Four months into his new job as the chief executive officer of Coty Inc., Camillo Pane has developed a five-year plan centered around creating sustainable growth.
“Fiscal 2017 is just year one of this strategy,” Pane said. “It’s a transitional year, and clearly this implies certain types of performance,” he added. On the company’s earnings call for the quarter ended Dec. 31, 2016, on Thursday, he noted he was “not satisfied with the underlying performance of several parts of the business.”
Coty, which has grown in size through acquisitions, has struggled to post category gains recently. In Coty’s quarter ended Sept. 30, 2016, both color cosmetics and fragrances were down 10 percent, respectively, and skin and body care sales dipped 7 percent (before the P&G deal closed). For the second fiscal quarter net income decreased 47 percent to $46.8 million. Coty posted $2.29 billion in net revenues for the quarter, down 7 percent on a combined company basis. Diluted earnings per share were 30 cents, down 32 percent. Coty shares dipped about 7 percent in mid-day trading, to $18.50.
One of Pane’s plans for the new, larger Coty is to revamp the culture, which he envisions going through a transformation, he said. “The new culture in my opinion is, and will be a recipe for success,” he said. “I’m talking about people feeling absolutely that their name is on the badge and that they really own the P&L…like it was their own business.”
You May Also Like
That culture also includes a healthy dose of ambition, he said, which is especially important in a market that is “being distracted” by “more niche brands [that] can bring innovation to the market in a few months.”
“We should do this as well,” Pane said. “I’ve introduced ‘act like a start-up’ in my cultural values…agility, the flexibility is absolutely vital to be able to win in the future in this market…we are reworking our innovation process,” he said, to shorten the time it takes to bring new products to market.
“When we built a new culture, we involved employees — this is not something that comes from the top without any involvement from the people who need to embrace the new culture,” Pane said. “The interesting piece is all the elements we ended up having…are exactly where the people told us they wanted to go.”
Pane outlined a four-pillar strategy that he believes should lead to growth: strengthen global brands; shift resources to fuel growth in growing the brands with higher potential; stabilize remaining brands, and continue to expand the geographic reach of the brand portfolio. Pane’s goals were unveiled at the same time as Coty’s second-quarter earnings, which are bumped up by sales from the acquisition of 41 beauty brands from Procter & Gamble, but otherwise down in all divisions except for Professional Beauty. The company noted more inventory than expected at the brands taken over from P&G.

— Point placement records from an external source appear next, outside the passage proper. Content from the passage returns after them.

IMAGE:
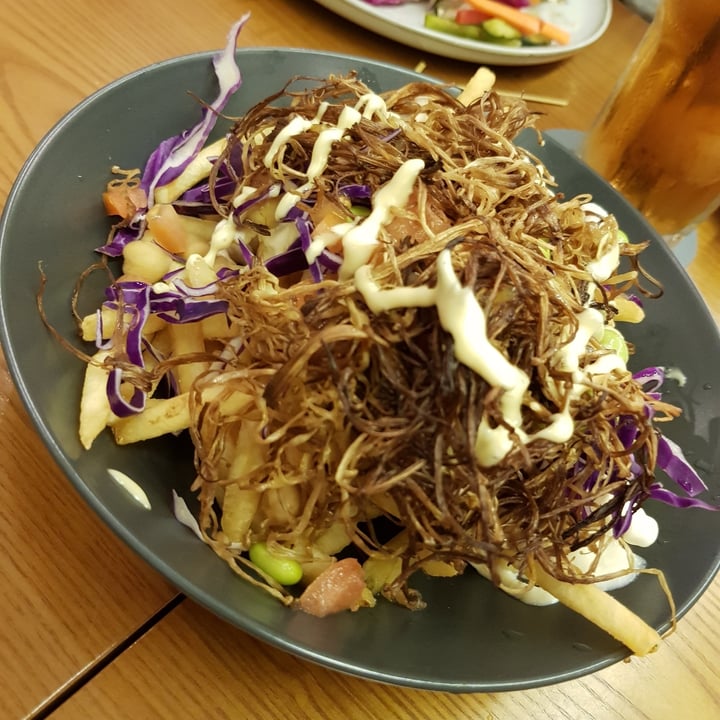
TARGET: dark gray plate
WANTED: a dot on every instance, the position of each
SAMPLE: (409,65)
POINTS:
(471,637)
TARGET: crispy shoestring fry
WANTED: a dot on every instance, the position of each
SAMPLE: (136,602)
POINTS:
(376,404)
(324,426)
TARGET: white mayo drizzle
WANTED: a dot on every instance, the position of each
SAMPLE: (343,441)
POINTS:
(359,241)
(460,315)
(130,487)
(224,236)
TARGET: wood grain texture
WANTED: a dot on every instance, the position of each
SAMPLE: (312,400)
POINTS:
(71,591)
(210,670)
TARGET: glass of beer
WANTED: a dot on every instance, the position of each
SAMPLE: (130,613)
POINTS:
(657,138)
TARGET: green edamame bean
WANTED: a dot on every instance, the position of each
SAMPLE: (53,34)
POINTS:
(285,570)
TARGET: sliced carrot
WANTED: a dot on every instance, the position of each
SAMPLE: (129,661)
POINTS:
(167,229)
(524,22)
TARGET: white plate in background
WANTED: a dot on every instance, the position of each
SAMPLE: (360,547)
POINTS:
(586,20)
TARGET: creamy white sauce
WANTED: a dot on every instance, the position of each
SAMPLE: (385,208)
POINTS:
(461,315)
(615,557)
(130,487)
(360,240)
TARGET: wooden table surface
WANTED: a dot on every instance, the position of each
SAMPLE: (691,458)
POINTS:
(87,630)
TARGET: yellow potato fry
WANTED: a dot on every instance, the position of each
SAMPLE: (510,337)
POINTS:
(482,81)
(627,310)
(94,406)
(380,572)
(239,508)
(109,320)
(198,169)
(240,504)
(158,418)
(601,609)
(216,326)
(145,260)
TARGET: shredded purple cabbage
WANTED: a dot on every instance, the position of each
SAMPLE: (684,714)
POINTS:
(174,154)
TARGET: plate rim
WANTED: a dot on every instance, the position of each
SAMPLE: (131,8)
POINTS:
(430,41)
(132,541)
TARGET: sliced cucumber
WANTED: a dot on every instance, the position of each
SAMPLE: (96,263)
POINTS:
(472,32)
(500,30)
(445,25)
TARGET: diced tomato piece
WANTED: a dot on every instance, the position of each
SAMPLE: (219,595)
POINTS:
(339,587)
(167,229)
(124,200)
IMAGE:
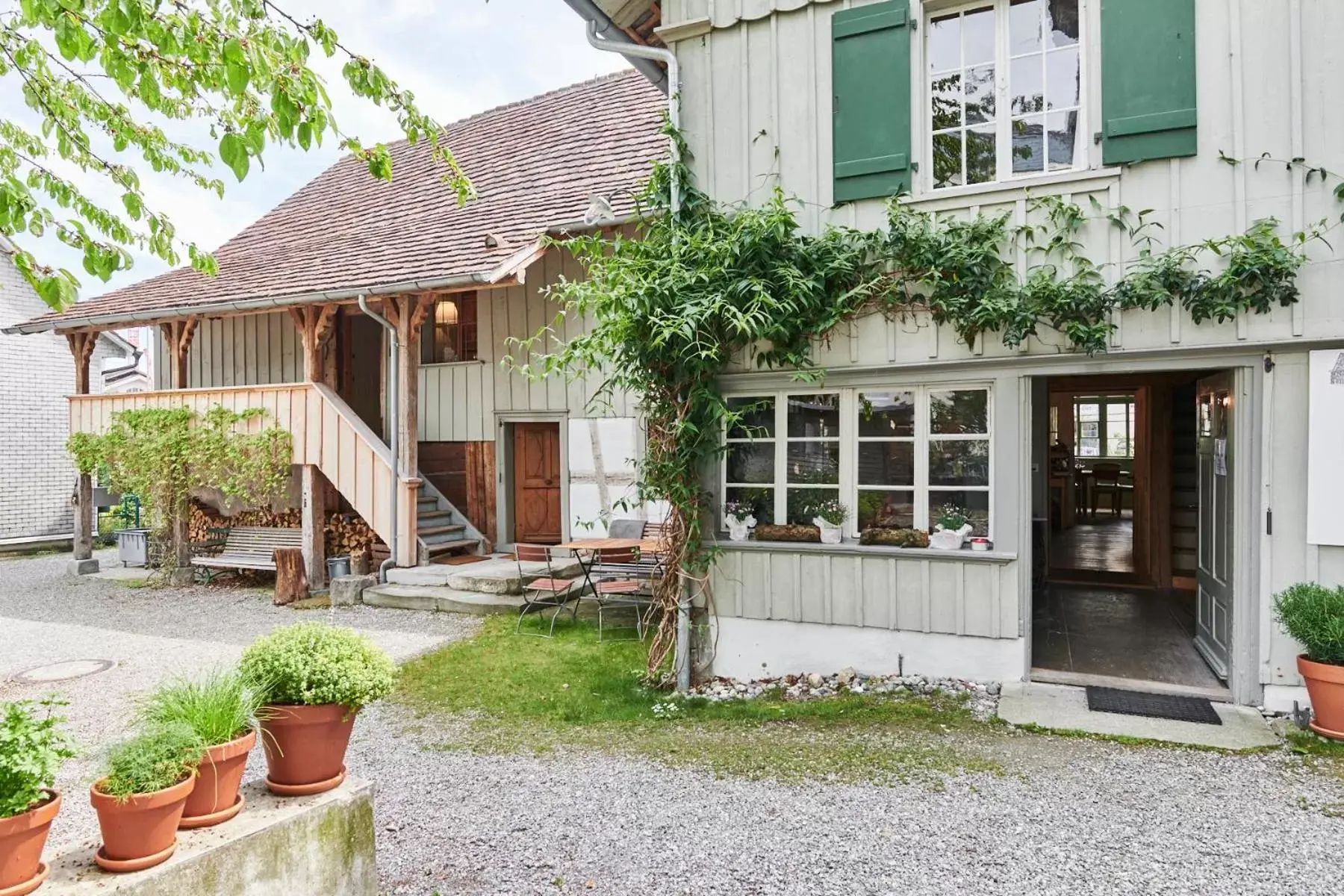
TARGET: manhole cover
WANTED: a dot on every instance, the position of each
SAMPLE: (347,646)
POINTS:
(63,671)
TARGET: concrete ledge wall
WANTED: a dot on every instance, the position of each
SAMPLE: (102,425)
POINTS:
(305,847)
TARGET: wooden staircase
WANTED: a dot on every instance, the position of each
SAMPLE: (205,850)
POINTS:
(441,529)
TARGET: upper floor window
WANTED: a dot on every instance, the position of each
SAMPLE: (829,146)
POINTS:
(450,334)
(1006,90)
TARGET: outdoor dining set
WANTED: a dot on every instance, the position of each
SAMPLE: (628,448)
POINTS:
(616,573)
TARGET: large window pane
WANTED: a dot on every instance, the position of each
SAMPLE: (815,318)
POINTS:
(803,503)
(974,505)
(961,462)
(756,418)
(959,411)
(886,414)
(761,501)
(887,464)
(886,509)
(815,415)
(750,462)
(815,462)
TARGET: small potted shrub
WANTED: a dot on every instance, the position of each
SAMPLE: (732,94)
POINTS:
(739,517)
(221,709)
(828,516)
(1313,615)
(952,528)
(314,679)
(33,746)
(141,798)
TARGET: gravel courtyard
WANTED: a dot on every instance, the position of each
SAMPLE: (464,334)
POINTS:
(1068,815)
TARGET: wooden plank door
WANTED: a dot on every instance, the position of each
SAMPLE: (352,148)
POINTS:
(1214,573)
(537,482)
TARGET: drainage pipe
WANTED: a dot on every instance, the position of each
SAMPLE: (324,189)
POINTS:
(391,438)
(683,612)
(603,25)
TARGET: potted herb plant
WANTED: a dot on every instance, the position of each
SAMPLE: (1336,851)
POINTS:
(828,516)
(1313,615)
(314,679)
(221,709)
(143,795)
(951,529)
(739,517)
(33,746)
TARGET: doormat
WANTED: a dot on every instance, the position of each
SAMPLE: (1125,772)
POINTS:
(1155,706)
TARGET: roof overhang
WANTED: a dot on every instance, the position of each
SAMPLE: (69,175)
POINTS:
(511,270)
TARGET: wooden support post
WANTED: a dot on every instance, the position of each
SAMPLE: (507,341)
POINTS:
(81,347)
(314,517)
(178,336)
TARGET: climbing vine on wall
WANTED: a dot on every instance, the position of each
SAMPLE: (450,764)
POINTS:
(161,454)
(690,294)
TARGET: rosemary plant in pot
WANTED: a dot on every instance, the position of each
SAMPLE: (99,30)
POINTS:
(222,709)
(143,795)
(1313,615)
(33,746)
(314,679)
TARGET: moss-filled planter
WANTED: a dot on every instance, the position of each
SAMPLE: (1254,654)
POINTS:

The Luxury Division, which houses prestige fragrances and skin care, posted $835 million in sales, a 7 percent dip in combined company year-over-year figures, but up 52 percent otherwise.
Consumer Beauty, which is made up of retail hair coloring and nail, as well as Cover Girl and other makeup brands, posted $1 billion in net sales, down 13 percent on a combined-company, year-over-year basis, but up 68 percent in actual sales. when counting the new brands. Pane said that part of the company’s plan is to relaunch Cover Girl and Max Factor.
“Cover Girl has still the best equity in the U.S.…in mass color cosmetics, but if you think about the brand, the targeting has been quite unclear,” Pane said. “We could do a stronger job in visual identity, launching innovation.” For Max Factor, which will be relaunched in existing markets, the plan involves a return to its makeup artistry roots — “We need to make sure we own this positioning,” Pane said.
The professional division, which contains Wella, OPI and other brands, was up 11 percent in combined company year-over-year figures with $460 million in revenues, and up more than 100 percent in actual sales. For OPI, Pane said the business will focus heavily on the business-to-business experience. “Finally, we have put OPI under the responsibility of a team that understands the professional channel,” Pane said. “Manicurists and pedicurists are our key priority as we go to market.”
Coty shifted its reporting to those three divisions — Luxury, Consumer and Professional after the close of the P&G deal, which added 41 new brands to the Coty beauty offering. The company said it paid $11.6 billion — up from a previously disclosed $11.4 billion, and down from the original $12.5 billion for the acquisition. That figure includes $1.9 billion in assumed debt. The business expects $750 million in synergies from the transaction by 2020.
Pane confirmed that the business plans to seek alternatives for 6-8 percent of the portfolio from a revenue percentage, including divestitures, but declined to elaborate on the timeline for those moves. “We have now made progress to identify non-core portfolio brands,” Pane said. We are assessing the alternatives.”
“While near-term integration distractions and resulting weak trends are disconcerting, we still see compelling mid to long-term growth acceleration, margin enhancement and ongoing beauty M&A platform emerging at a reasonable valuation relative to long-term potential,” wrote Deutsche Bank analyst Bill Schmitz in a research note.